Friday, July 13, 2007

Tim Taylor Would Have Cleaned Up

Trivia league drama: due to a laptop crash, The Powers That Be have lost the first two weeks' worth of scores. I remember our score from week one, I think I know our score from week two, but we finished way behind those weeks, whereas we've won the two weeks since. What to do, what to do....
Anywho, we did finish in first again this week, by a single point. It would have been more, but someone (i.e., me) overruled the four other people at the table who were "pretty sure" they knew how many stars were in the Little Dipper, thus costing us a 5-point question. Of course, if the first two questions of each of the first three rounds hadn't been "guess the number"-type questions, this wouldn't have occurred.
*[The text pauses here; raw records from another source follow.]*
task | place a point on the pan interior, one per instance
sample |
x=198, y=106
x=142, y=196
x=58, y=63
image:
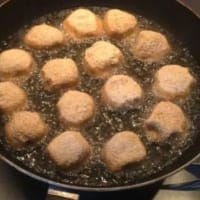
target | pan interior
x=106, y=123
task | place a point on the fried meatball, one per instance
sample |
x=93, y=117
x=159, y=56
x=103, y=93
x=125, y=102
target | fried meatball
x=69, y=149
x=11, y=97
x=121, y=92
x=122, y=149
x=82, y=23
x=43, y=36
x=101, y=58
x=75, y=108
x=151, y=47
x=172, y=81
x=25, y=128
x=118, y=23
x=58, y=73
x=15, y=62
x=166, y=119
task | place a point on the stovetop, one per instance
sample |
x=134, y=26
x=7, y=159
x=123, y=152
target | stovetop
x=16, y=186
Having thought about it for a week or so, those questions bother me a lot more than what I consider overly specific questions;. After all, in a team of 4-6 people of a certain age, someone is bound to have seen Gone In 60 Seconds; how many people are going to be able to guess the first year that Chevrolet made the Corvette?
Our misses, plus two lucky guesses, and the final, which fits into the puzzle content that I am so woefully behind on:

1. What was the first Japanese car produced in the United States?
2. How many glasses (8 oz.) of milk does the average cow produce in her lifetime?
3. How many stars make up the Little Dipper?
4. What was the maximum horsepower of the original Porsche 911, which was produced in 1964?
5. In what year was the first Corvette produced?
Final:
What is the next number in this sequence:
2, 10, 30, 68, 130, 222, ???

3 comments:

Leo said...

The average dairy cow? Or is this some kind of trick question. Are beef cattle counted in that average?

Leo said...

Um, also, things don't look real good over in the running diary...

J. Bowman said...

Yes, the average dairy cow. And yes, the running diary isn't looking good. I'll start again on Monday, I swear it.

1. Honda Accord (we got the make, missed the model)
2. 200,000
3. Six. Not seven. Oops.
4. 130 hp
5. 1953
6. The nth number in the sequence is n^3 + n:
1^3 + 1 = 2
2^3 + 2 = 10
...
6^3 + 6 = 222
and the next number is 7^3 + 7 = 350.